In Feuerbach entsteht ein Coworking-Areal namens Live at Stuttgart auf 36 000 Quadratmetern. Der Macher dahinter spricht von einer Revolution. Es gibt aber auch skeptische Stimmen.

Stuttgart - Auf dem ehemaligen Leitz-Areal in Stuttgart-Feuerbach wird in Kürze ein außergewöhnliches Projekt starten. Dort soll ein Ort entstehen, „der für immer ändert, wie wir arbeiten“. Das zumindest verkünden die Macher von Dexina aus Böblingen. Auf 36 000 Quadratmetern planen sie einen riesigen Coworking-Campus.

 

Beim Konzept Coworking nutzen verschiedene Personen gemeinschaftlich Büroräume, in denen sie flexibel einen Schreibtisch mieten können. Wichtig sind der Austausch und der Kontakt untereinander, auch wenn man nicht direkt zusammenarbeitet. In Feuerbach sollen auf neun Ebenen mehr als 2000 Menschen zusammen arbeiten können. „Wir wollen eine Anlaufstelle für jedermann sein, der sich in einem kreativen Schaffensprozess befindet“, sagt Dexina-Gründer Heiner Scholz. Auf dem Areal sollen große und kleine Start-ups, Freiberufler, Innovationsabteilungen von Unternehmen und Künstler gleichermaßen ihren Platz finden. Wie bei Coworking üblich, mietet man nicht Bürofläche, sondern Arbeitsplätze für einen bestimmten Zeitraum oder an zuvor festgelegten Tagen.

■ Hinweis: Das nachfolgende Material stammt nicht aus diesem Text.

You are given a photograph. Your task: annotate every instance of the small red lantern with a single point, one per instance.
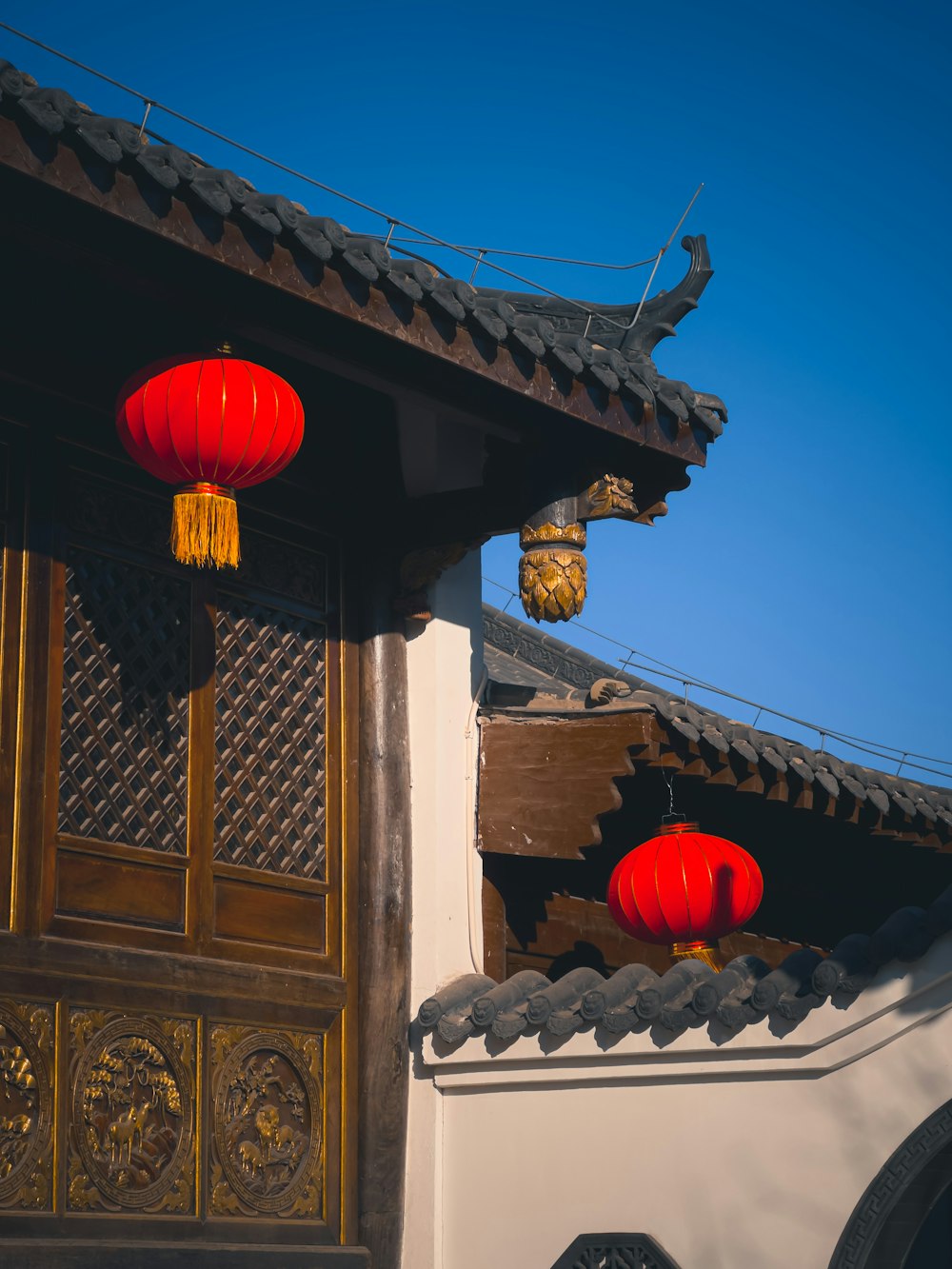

Skeptische Stimmen kommen aus der Szene

Von April an sollen die ersten Bereiche fertig sein, nach und nach erfolgt dann der weitere Ausbau. Das Areal selbst wird von der 1A-Immobilien AG angemietet. Hinter dem Projekt stehen eine große Bank und mehrere Privatpersonen als Investoren – namentlich genannt werden möchte aber niemand. Heiner Scholz selbst hat nach eigenen Angaben bereits mehr als 4,5 Millionen Euro in das Projekt investiert. Das Gesamtvolumen gibt er mit einem Betrag im hohen zweistelligen Millionenbereich an.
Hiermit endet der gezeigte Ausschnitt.